Jakarta (Indonesia Window) – Myanmar akan memulangkan sejumlah orang yang melarikan diri dari kekerasan di negara bagian Rakhine utara ke Bangladesh, kata seorang pejabat senior dari negara itu di Majelis Umum Perserikatan Bangsa Bangsa (PBB), New York, Amerika Serikat pada Sabtu (28/9).
Sekitar 900.000 pengungsi Rohingya dari Myanmar mencari perlindungan di wilayah Bazar Cox di Bangladesh tenggara setelah operasi militer diluncurkan dua tahun lalu, demikian laporan yang dikutip dari situs jejaring PBB.
Menteri Persatuan Myanmar untuk Kantor Penasihat Negara, Kyaw Tint Swe, mengatakan pemulangan akan dilakukan sesuai dengan perjanjian November 2017 dengan Bangladesh.
“Prioritas kami sekarang adalah mempercepat repatriasi dan untuk menciptakan lingkungan yang lebih kondusif bagi para migran yang kembali,” katanya.
Status
Swe mengatakan para pengungsi yang telah tinggal di negara bagian Rakhine “memiliki status hukum yang berbeda.”
Mereka yang memenuhi syarat untuk memperoleh kewarganegaraan akan diberikan kartu kewarganegaraan.

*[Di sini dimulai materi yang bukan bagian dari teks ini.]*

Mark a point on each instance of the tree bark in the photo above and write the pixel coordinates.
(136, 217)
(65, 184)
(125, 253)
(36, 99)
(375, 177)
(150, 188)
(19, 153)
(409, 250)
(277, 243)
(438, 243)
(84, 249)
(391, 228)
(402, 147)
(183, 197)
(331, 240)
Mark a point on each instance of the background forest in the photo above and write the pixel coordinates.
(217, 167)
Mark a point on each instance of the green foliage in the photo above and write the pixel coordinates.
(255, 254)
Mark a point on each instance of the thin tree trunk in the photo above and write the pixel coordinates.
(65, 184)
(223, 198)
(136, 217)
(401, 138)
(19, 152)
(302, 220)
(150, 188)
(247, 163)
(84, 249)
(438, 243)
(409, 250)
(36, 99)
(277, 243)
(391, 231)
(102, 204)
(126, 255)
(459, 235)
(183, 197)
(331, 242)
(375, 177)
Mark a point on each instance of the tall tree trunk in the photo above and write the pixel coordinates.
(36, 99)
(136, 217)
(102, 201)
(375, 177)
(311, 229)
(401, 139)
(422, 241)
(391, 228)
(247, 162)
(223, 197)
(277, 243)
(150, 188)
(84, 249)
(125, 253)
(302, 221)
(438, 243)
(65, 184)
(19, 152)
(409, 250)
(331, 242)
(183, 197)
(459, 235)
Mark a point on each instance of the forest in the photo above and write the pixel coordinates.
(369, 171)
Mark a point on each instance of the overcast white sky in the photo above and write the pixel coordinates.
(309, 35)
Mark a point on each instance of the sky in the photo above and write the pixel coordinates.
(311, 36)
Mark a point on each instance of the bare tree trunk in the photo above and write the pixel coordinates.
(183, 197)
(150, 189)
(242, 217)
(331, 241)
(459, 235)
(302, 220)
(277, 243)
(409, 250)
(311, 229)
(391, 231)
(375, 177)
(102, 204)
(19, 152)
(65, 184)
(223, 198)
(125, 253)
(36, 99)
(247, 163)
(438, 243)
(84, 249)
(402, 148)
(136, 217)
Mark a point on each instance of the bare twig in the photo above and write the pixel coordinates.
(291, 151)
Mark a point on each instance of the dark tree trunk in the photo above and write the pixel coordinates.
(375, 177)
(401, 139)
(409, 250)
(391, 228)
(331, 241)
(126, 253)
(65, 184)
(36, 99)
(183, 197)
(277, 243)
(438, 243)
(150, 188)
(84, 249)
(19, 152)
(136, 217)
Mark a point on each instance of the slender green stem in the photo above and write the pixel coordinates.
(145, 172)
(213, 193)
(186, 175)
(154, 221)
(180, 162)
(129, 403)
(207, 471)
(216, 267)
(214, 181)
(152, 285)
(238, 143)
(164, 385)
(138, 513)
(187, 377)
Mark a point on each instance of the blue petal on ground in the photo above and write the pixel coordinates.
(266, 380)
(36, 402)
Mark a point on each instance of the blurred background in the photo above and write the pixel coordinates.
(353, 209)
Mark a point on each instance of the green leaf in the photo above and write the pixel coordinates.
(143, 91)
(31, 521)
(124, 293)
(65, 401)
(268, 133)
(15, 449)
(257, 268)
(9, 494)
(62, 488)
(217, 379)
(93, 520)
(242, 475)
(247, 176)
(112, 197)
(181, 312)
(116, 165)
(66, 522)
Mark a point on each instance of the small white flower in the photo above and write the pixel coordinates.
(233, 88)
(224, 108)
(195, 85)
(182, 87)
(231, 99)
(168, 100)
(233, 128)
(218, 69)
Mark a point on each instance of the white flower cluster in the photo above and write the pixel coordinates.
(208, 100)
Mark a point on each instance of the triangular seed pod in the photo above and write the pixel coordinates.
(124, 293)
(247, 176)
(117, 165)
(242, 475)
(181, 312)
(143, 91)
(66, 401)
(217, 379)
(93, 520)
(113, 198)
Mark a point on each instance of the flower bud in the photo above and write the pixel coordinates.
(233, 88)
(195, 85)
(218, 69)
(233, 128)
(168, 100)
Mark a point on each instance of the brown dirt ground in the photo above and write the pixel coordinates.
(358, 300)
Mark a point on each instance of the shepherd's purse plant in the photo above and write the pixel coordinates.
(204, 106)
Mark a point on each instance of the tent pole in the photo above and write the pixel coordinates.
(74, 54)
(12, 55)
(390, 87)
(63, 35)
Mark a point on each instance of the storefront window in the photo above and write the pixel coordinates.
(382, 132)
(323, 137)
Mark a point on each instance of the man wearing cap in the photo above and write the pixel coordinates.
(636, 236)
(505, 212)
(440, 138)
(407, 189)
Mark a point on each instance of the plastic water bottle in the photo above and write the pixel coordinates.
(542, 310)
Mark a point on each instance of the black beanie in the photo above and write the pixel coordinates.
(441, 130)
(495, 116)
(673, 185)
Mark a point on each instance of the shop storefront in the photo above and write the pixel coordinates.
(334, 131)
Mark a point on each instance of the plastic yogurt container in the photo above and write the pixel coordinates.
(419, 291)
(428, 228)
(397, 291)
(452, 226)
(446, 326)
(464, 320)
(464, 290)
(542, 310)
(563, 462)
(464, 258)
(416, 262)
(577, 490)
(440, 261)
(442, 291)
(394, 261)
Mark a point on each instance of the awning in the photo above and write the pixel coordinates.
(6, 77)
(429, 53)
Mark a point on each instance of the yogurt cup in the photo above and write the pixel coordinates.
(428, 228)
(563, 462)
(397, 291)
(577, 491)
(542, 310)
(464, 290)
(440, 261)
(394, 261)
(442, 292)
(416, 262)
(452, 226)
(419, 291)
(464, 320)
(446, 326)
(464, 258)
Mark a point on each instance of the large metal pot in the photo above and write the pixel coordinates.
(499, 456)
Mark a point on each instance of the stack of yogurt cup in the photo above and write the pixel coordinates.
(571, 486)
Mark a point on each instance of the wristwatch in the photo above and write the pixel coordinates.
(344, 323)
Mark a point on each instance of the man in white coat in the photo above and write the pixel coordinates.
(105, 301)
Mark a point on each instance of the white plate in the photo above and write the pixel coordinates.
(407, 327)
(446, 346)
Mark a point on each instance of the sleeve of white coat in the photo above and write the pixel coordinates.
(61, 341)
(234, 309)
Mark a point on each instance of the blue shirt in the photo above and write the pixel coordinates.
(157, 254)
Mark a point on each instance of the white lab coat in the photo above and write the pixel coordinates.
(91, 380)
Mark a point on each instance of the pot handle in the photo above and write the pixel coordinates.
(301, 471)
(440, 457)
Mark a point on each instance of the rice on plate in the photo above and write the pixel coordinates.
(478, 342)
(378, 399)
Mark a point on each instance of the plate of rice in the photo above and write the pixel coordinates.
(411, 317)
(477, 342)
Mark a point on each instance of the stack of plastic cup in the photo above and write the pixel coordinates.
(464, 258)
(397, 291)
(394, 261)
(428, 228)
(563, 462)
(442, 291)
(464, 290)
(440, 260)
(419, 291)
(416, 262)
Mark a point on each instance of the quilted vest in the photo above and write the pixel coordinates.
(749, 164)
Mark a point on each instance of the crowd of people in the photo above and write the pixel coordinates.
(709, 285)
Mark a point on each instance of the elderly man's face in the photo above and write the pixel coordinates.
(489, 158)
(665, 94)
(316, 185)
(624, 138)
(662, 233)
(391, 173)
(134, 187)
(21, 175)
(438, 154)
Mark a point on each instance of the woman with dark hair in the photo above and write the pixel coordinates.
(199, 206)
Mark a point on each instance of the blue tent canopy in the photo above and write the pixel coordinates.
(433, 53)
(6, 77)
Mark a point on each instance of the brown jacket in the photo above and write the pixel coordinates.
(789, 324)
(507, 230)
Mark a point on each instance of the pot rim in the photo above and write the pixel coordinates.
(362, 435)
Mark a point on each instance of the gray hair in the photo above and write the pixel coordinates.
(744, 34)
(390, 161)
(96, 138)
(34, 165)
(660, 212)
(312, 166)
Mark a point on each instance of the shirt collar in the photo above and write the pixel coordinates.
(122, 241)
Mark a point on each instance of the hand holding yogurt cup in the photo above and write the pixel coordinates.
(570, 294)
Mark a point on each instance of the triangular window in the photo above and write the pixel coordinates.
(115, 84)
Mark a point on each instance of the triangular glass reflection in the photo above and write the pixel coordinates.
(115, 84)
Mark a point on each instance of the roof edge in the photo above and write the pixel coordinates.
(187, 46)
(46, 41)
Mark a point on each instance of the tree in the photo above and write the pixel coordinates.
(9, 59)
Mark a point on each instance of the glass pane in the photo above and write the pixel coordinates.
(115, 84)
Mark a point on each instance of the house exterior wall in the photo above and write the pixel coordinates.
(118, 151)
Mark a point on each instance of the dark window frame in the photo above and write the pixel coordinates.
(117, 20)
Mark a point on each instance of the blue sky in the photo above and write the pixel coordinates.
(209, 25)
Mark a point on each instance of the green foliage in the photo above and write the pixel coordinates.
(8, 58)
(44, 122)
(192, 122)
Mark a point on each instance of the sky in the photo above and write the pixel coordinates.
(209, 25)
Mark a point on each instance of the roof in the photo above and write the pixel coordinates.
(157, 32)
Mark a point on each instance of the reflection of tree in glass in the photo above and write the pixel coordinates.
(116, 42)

Sisanya akan menerima Kartu Verifikasi Nasional yang disamakan dengan “kartu hijau” yang dikeluarkan untuk imigran di Amerika Serikat.
Swe mengatakan upaya pemerintah untuk membawa perdamaian dan stabilitas ke negara bagian Rakhine dilakukan “sebelum serangan kekerasan oleh kelompok teroris ARSA (Arakan Rohingya Salvation Army) pada 2016 dan 2017 yang memicu krisis kemanusiaan saat ini.”
Sekitar 300 orang telah kembali ke Myanmar atas kemauannya sendiri “meskipun ada hambatan, termasuk pembunuhan dan ancaman oleh ARSA,” tambahnya.
Menteri menolak permintaan untuk membangun “zona aman” di Myanmar dengan mengatakan “tidak dijamin, atau tidak bisa diterapkan.”
Dia meminta Bangladesh untuk menerapkan perjanjian bilateral, yang dia gambarkan sebagai “satu-satunya cara yang mungkin untuk menyelesaikan masalah para pengungsi.”
Investigasi militer
Mengenai pertanggungjawaban atas kejadian di negara bagian Rakhine, Swe melaporkan bahwa penyelidikan militer sedang dilakukan.
“Pengumuman baru-baru ini menunjukkan bahwa akan segera ada pengadilan militer,” imbuhnya.
Swe juga menanggapi permintaan Pengadilan Kriminal Internasional (ICC) untuk mengesahkan penyelidikan atas dugaan kejahatan di Negara Bagian Rakhine.
Namun, ia mengatakan “para pihak independen telah mengidentifikasi permintaan tersebut bermasalah karena tidak termasuk dugaan kejahatan yang dilakukan oleh Bala Keselamatan Arakan Rohingya.
Kekhawatiran lain adalah bahwa Jaksa Penuntut ICC “sangat bergantung pada laporan hak asasi manusia” yang mengandung “kesalahan faktual” pada hukum nasional dan internasional.
Dalam pandangan Swe, Jaksa ICC berfokus pada arus keluar dari negara bagian Rakhine namun tetap “diam” pada apa yang disebutnya “gambaran yang lebih luas” di balik pengungsian tersebut, serta berbagai pihak yang terlibat.